Genome scan - Complete workflow

Performing a genome scan for G_st

In this section, we will see how to calculate various profiles along the genome. We will focus during the practicals on only one chromosome (chromosome IV), but this method can be applied to all chromosomes to obtain a global picture of the genome profile.

Two types of data can be used as input:

presence data: we have locations of markers of interest along the genome, and we are interested in their kernel density profile, i.e. their distribution
quantitative data: we have locations of markers of interest along the genome, and for each marker we have an associated numerical value (e.g.

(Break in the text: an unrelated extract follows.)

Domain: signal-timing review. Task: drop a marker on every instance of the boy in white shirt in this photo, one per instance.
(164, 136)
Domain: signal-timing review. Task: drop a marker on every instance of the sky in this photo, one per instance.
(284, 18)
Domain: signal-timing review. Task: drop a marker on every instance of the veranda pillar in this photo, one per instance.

Gst). We are not interested in the distribution of markers per se, but in the smoothed profile of the quantitative variable along the genome. In this case we perform a kernel smoothing.

Density smoothing: consensus distribution

TODO Distribution of consensus along chromosome IV

Here we simply plot the positions of consensus along chromosome IV. There are several ways to do it with R:

# R script

# Load the table
d = read.table("blastn-vs-3spine-dna.bestHits", header = T, sep = "\t")

# Keep the unambiguous matches
d2 = subset(d, d$blastndeltaLogBestEvalues >= 5)

# Keep only matches on groupIV
d3 = subset(d2, d2$blastnsseqid == "groupIV")
dim(d3)

# Plot the ordered positions with a cumulative curve
positions = d3$blastnsstart
plot(sort(positions), 1:length(positions), pch =".")

# Rug plot
rug(positions)

TODO Calculation of the kernel density profile

The density profile can be generated by adding, for each marker location, a small gaussian-shape curve on that location. The gaussian curves for each marker will add up in areas where markers are clustered and produced a high profile. Isolated markers will only produce a small bump on the profile.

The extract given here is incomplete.